Webmention - W3C Candidate Recommendation 24 May 2016
先月の話になるが、Webmentionという規格がW3Cで勧告候補とされていた。Webmentionは、作成したウェブページに含まれるリンク情報を通知するための規格である。HTML文書の作成者は、リンクを貼ったWebページが掲載されているサーバに対してリンクを貼ったことを通知することができる。いわゆるブログサービスにおける「トラックバック」を実現するためのプロトコルだ。このようなリンクしたことを通知するためのプロトコルは Linkback と呼ばれている。
Linkbackのためのプロトコルとしては pingback があり、Webmentionは位置付けとしては本規格はその後継とみることができる。pingback はXML-RPCベースのプロトコルであり、JSONやRESTベースのプロトコルに慣れた今のウェブサイト開発者にとっては少し使いにくい。そこで、より簡単にプロトコルに沿った通知をできるようにしようというのがWebmentionが策定された趣旨であるようだ。
Webmentionが提案された背景にはpingbackのセキュリティ問題もある。2014年ごろにWordpressに標準機能として搭載されていたpingbackが悪用され、数万のWordpressサイトを踏み台にしたDDOS攻撃が発生したことが話題になった。

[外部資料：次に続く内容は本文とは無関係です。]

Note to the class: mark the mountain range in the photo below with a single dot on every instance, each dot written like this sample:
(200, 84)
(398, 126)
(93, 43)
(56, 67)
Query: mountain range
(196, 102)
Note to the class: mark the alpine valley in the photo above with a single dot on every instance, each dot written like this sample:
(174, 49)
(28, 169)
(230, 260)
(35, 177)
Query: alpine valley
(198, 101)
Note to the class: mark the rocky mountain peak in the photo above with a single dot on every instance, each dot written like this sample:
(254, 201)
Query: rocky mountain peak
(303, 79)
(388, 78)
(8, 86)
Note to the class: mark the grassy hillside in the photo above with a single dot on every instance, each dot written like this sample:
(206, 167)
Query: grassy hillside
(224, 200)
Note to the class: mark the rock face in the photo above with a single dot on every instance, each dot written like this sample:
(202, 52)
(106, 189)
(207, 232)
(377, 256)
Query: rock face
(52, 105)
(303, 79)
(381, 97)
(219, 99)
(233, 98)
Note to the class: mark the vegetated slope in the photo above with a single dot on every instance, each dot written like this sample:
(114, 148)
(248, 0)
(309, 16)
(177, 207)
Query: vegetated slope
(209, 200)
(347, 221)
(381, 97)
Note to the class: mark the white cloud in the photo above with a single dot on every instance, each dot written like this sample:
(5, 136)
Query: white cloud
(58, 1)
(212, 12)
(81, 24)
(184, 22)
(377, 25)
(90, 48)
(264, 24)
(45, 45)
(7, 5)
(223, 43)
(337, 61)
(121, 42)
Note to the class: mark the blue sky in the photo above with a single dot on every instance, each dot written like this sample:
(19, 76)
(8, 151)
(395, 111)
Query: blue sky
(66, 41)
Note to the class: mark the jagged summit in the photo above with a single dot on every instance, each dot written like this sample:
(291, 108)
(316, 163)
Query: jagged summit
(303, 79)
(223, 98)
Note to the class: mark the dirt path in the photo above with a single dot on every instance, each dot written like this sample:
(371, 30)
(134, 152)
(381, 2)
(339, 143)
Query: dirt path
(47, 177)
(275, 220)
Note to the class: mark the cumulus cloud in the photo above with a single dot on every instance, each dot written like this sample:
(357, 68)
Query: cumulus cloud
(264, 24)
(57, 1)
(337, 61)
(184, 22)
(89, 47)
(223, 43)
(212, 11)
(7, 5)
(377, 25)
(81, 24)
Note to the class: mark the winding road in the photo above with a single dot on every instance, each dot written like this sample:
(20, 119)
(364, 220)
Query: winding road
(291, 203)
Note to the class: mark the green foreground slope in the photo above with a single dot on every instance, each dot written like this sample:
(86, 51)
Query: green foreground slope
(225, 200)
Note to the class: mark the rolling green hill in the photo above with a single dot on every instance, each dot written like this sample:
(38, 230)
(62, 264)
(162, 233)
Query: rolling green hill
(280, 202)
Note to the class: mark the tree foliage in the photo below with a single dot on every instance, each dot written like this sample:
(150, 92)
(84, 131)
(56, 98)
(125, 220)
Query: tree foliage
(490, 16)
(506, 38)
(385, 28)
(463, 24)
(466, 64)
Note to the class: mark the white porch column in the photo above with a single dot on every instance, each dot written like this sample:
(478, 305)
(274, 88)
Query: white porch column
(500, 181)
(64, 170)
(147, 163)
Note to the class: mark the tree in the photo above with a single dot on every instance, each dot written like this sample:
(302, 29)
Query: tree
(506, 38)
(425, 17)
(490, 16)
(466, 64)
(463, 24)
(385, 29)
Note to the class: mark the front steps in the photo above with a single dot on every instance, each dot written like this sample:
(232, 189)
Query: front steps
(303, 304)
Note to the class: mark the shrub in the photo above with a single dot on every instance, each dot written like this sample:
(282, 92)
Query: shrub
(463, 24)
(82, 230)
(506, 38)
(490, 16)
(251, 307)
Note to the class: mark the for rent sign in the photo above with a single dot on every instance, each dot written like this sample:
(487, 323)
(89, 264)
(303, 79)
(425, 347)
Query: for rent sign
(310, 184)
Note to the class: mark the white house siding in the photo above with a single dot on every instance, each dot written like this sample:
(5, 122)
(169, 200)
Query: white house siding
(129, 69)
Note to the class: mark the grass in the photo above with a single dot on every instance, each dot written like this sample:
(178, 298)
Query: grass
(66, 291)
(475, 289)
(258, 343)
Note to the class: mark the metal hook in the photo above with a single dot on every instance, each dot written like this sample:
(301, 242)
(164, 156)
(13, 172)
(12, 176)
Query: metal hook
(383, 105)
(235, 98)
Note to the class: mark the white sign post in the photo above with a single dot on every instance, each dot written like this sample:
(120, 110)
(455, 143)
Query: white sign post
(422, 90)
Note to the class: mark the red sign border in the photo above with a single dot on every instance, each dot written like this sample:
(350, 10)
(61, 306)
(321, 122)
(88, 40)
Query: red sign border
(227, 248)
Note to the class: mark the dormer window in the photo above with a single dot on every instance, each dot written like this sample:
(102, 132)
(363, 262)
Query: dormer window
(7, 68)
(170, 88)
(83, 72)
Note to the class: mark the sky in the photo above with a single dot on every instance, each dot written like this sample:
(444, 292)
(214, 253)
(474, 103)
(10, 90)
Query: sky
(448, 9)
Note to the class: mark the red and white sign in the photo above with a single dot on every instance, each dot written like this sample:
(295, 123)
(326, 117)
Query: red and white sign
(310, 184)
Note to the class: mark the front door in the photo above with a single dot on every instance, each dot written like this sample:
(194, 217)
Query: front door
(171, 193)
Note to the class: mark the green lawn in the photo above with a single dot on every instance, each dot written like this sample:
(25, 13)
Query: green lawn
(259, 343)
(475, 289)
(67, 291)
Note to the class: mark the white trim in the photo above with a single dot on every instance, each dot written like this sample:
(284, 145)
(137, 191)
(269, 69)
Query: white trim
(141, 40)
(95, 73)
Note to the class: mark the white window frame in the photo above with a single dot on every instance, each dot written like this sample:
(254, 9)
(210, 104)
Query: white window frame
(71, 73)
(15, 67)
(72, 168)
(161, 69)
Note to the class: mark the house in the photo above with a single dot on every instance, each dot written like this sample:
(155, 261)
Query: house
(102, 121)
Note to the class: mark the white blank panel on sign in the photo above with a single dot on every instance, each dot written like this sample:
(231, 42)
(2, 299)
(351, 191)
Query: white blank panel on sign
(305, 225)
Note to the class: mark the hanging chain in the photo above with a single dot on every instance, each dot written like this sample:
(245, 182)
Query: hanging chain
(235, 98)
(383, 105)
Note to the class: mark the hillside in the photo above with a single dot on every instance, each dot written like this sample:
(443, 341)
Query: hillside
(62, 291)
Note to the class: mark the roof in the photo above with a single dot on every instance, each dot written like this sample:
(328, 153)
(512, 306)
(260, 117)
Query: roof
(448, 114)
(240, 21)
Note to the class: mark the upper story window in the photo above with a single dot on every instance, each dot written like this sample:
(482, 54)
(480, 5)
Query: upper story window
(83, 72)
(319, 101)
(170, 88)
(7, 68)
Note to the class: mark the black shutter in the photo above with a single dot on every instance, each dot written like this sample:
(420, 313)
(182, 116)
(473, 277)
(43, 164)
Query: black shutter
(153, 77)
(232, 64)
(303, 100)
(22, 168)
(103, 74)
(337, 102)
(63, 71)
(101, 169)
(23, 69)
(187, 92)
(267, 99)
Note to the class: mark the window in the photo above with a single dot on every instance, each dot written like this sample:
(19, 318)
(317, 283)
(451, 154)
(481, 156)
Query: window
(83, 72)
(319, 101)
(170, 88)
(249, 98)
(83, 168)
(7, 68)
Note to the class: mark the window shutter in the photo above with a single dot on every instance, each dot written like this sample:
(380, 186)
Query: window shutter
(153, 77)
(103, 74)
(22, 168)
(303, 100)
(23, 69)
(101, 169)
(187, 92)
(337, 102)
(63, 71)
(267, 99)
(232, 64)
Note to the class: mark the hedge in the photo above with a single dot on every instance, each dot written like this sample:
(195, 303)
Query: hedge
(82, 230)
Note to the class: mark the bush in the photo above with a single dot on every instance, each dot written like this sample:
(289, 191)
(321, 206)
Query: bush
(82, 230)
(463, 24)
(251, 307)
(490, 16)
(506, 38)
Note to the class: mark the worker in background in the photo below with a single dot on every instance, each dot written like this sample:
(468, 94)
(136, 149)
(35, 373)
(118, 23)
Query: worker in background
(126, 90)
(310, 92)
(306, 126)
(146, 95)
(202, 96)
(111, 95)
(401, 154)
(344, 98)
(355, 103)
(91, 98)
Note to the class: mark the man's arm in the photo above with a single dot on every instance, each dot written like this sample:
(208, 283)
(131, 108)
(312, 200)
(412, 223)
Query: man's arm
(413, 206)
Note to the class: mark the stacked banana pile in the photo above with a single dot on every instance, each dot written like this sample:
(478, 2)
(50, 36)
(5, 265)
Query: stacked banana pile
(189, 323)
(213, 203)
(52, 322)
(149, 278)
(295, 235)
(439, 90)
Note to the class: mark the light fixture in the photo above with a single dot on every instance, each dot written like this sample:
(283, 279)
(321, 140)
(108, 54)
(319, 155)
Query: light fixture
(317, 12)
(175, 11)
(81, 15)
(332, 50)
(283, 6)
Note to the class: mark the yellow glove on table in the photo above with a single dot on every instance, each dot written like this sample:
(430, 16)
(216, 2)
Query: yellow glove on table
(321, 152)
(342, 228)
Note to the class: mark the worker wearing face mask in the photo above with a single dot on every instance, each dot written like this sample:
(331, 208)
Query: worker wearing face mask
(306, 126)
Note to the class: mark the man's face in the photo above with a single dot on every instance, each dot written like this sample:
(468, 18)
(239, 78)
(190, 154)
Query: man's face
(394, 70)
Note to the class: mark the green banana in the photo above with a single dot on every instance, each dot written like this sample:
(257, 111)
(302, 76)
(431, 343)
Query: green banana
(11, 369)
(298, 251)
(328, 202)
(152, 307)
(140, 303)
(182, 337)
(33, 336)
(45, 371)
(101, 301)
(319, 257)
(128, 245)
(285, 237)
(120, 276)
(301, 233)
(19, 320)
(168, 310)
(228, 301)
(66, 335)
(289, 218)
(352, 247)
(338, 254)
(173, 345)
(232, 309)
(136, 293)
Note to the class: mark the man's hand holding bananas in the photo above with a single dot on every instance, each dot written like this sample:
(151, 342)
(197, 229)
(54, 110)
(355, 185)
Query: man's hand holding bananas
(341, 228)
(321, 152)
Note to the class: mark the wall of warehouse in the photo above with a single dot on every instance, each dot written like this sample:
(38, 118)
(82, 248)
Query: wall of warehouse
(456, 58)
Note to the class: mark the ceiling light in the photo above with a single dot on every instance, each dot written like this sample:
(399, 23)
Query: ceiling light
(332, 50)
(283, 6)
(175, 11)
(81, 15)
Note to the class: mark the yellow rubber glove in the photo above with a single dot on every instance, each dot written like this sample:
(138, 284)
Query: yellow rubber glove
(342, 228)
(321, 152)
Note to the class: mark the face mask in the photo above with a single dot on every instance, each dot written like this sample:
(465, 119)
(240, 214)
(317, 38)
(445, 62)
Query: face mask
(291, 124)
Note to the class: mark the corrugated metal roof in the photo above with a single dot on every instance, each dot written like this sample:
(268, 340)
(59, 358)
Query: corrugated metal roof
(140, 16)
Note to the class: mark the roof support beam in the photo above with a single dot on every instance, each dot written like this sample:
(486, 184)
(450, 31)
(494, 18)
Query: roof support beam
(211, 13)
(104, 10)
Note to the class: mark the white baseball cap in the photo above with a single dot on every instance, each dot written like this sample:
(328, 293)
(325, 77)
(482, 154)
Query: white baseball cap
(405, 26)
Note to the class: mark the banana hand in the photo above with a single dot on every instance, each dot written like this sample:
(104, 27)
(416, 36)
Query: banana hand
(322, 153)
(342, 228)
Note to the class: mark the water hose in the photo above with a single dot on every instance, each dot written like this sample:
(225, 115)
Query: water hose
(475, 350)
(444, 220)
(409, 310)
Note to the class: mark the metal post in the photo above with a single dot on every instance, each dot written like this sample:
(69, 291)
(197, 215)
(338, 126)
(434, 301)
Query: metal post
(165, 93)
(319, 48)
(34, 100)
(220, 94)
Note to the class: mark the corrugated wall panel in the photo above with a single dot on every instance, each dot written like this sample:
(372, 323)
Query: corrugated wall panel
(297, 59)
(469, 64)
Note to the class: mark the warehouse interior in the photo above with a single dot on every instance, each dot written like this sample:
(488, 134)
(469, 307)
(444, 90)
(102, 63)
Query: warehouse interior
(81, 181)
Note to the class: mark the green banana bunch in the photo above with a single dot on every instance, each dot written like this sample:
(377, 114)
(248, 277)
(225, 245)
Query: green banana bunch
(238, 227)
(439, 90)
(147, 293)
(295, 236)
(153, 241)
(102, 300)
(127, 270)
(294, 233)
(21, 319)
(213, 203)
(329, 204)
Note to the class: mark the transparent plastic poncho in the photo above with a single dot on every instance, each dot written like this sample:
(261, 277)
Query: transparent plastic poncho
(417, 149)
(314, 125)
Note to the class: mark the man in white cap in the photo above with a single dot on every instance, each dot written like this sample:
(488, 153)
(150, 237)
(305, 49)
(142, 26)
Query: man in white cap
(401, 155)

多数の.JPサイトも踏み台化:今度はWordPressが踏み台に、Pingback機能を悪用しDDoS攻撃 - @IT
pingbackにかぎらず、Linkbackは送信されたリンク情報が本当かどうかを確認するために、リンク元のURLにアクセスして内容をリンクの有無を調べる。つまりpingをエンドポイントに向けて送信するとこちらが指定したURLへのアクセスが必ず発生するのである。先に紹介した事例では、数万のWordpressサイトに対して攻撃対象のURLをリンク元として指定したpingbackを送信することで、pingbackを利用したDDOS攻撃を可能にしたのである。こうした事情があって、pingbackのユーザは急速に減ってしまいトラックバックがあまり使われなくなってしまった。
これに対してWebmentionは受信したpingの検証を非同期的に処理することでDDOS攻撃をある程度抑制する仕組みをつくるようだ。本質的な解決にはなっていないようには思えるが、それでもある程度の緩和にはなるだろう。
Webmentionに対応するには、HTML文書のヘッダに1, 2行ほどWgebmentionのエンドポイントURLを含めるだけでいいとのことなので、早速本ウェブサイトにも導入してみた。なお、Webmentionのエンドポイントはホスティングサービスとして既に運用されているwebmention.ioを使用している。
Webmentionのように被リンク情報を通知するプロトコルは、単方向のリンク関係を基本とするWWWの不完全性を補完する極めて重要な規格だと思う。事実、Webmentionはデジタルアーカイブの画像技術標準化を志向した規格であるIIIFにおいて、ある画像に付与されたアノテーションを提供元に通知する手段として検討されているようだ。
Webmentionが被リンク通知の標準として普及するかどうかはまだまだこれからだが期待していきたい。